Severe Slugging Flow Identification From Topological Indicators (2022)

Simone Casolo

Abstract

In this work, topological data analysis is used to identify the onset of severe slug flow in offshore petroleum production systems. Severe slugging is a multiphase flow regime known to be very inefficient and potentially harmful to process equipment and it is characterized by large oscillations in the production fluid pressure. Time series from pressure sensors in subsea oil wells are processed by means of Takens embedding to produce point clouds of data. Embedded sensor data is then analyzed using persistent homology to obtain topological indicators capable of revealing the occurrence of severe slugging in a condition-based monitoring approach. A large dataset of well events consisting of both real and simulated data is used to demonstrate the possibilty of authomatizing severe slugging detection from live data via topological data analysis. Methods based on persistence diagrams are shown to accurately identify severe slugging and to classify different flow regimes from pressure signals of producing wells with supervised machine learning.

Topological Data Analysis on Simple English Wikipedia Articles (2020)

Matthew Wright, Xiaojun Zheng

Abstract

Single-parameter persistent homology, a key tool in topological data analysis, has been widely applied to data problems, with statistical techniques that quantify the significance of the results. In contrast, statistical techniques for two-parameter persistence, while highly desirable for real-world applications, have scarcely been considered. We present three statistical approaches for comparing geometric data using two-parameter persistent homology, and we demonstrate the applicability of these approaches on high-dimensional point-cloud data obtained from Simple English Wikipedia articles. These approaches rely on the Hilbert function, matching distance, and barcodes obtained from two-parameter persistence modules computed from the point-cloud data. We demonstrate the applicability of our methods by distinguishing certain subsets of the Wikipedia data, and by comparison with random data. Results include insights into the construction of null distributions and stability of our methods with respect to noisy data. Our statistical methods are broadly applicable for analysis of geometric data indexed by a real-valued parameter.

Unsupervised Topological Learning Approach of Crystal Nucleation in Pure Tantalum (2021)

Sébastien Becker, Emilie Devijver, Rémi Molinier, Noël Jakse

Abstract

Nucleation phenomena commonly observed in our every day life are of fundamental, technological and societal importance in many areas, but some of their most intimate mechanisms remain however to be unraveled. Crystal nucleation, the early stages where the liquid-to-solid transition occurs upon undercooling, initiates at the atomic level on nanometer length and sub-picoseconds time scales and involves complex multidimensional mechanisms with local symmetry breaking that can hardly be observed experimentally in the very details. To reveal their structural features in simulations without a priori, an unsupervised learning approach founded on topological descriptors loaned from persistent homology concepts is proposed. Applied here to a monatomic metal, namely Tantalum (Ta), it shows that both translational and orientational ordering always come into play simultaneously when homogeneous nucleation starts in regions with low five-fold symmetry.
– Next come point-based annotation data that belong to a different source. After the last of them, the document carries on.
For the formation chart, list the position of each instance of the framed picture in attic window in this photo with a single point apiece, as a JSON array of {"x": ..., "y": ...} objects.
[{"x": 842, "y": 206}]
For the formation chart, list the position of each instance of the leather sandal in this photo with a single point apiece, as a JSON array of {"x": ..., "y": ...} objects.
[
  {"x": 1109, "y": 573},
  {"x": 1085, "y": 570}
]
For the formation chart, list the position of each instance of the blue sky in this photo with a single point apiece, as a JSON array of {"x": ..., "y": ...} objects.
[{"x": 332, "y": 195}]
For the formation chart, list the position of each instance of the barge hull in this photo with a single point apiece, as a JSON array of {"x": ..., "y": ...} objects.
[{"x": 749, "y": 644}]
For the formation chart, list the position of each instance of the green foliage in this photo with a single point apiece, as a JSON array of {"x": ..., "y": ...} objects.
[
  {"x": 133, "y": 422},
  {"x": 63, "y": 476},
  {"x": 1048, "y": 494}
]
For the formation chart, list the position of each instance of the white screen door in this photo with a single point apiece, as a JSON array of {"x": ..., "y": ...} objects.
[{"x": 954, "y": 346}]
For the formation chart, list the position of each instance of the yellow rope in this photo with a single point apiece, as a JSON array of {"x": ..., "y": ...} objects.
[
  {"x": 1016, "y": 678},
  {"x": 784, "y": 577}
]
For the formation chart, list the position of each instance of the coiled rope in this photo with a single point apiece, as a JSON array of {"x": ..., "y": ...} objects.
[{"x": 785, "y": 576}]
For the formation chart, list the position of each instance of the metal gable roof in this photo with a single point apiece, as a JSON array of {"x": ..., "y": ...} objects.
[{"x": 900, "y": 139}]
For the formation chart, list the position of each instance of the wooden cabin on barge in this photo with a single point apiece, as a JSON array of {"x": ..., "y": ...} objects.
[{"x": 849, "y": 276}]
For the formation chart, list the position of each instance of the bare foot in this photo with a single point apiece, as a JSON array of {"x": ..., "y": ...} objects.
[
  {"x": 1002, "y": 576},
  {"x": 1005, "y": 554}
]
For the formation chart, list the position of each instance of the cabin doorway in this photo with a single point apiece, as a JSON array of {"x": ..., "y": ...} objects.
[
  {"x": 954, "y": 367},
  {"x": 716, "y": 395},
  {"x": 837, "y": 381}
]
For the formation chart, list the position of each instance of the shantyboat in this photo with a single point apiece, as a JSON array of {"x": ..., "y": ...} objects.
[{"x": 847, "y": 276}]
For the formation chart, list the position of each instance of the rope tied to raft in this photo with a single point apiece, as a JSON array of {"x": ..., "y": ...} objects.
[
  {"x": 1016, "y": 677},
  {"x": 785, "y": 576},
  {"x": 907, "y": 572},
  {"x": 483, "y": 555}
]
A Novel Approach for Wafer Defect Pattern Classification Based on Topological Data Analysis (2023)

Seungchan Ko, Dowan Koo

Abstract

In semiconductor manufacturing, wafer map defect pattern provides critical information for facility maintenance and yield management, so the classification of defect patterns is one of the most important tasks in the manufacturing process. In this paper, we propose a novel way to represent the shape of the defect pattern as a finite-dimensional vector, which will be used as an input for a neural network algorithm for classification. The main idea is to extract the topological features of each pattern by using the theory of persistent homology from topological data analysis (TDA). Through some experiments with a simulated dataset, we show that the proposed method is faster and much more efficient in training with higher accuracy, compared with the method using convolutional neural networks (CNN) which is the most common approach for wafer map defect pattern classification. Moreover, it was shown that our method outperforms the CNN-based method when the number of training data is not enough and is imbalanced.

Community Resources

Code

TDA-Net: Fusion of Persistent Homology and Deep Learning Features for COVID-19 Detection From Chest X-Ray Images (2021)
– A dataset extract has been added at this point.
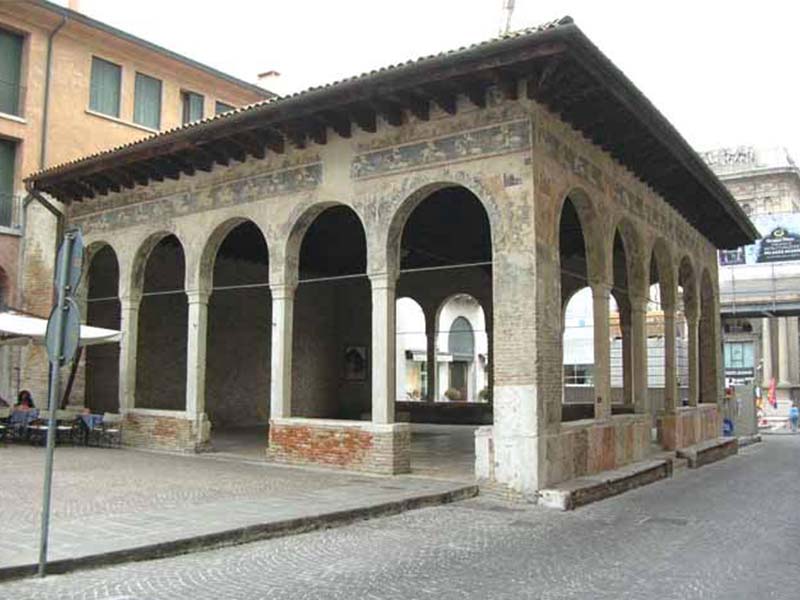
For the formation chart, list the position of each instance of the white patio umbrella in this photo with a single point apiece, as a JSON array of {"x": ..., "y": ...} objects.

Mustafa Hajij, Ghada Zamzmi, Fawwaz Batayneh

Abstract

Topological Data Analysis (TDA) has emerged recently as a robust tool to extract and compare the structure of datasets. TDA identifies features in data (e.g., connected components and holes) and assigns a quantitative measure to these features. Several studies reported that topological features extracted by TDA tools provide unique information about the data, discover new insights, and determine which feature is more related to the outcome. On the other hand, the overwhelming success of deep neural networks in learning patterns and relationships has been proven on various data applications including images. To capture the characteristics of both worlds, we propose TDA-Net, a novel ensemble network that fuses topological and deep features for the purpose of enhancing model generalizability and accuracy. We apply the proposed TDA-Net to a critical application, which is the automated detection of COVID-19 from CXR images. Experimental results showed that the proposed network achieved excellent performance and suggested the applicability of our method in practice.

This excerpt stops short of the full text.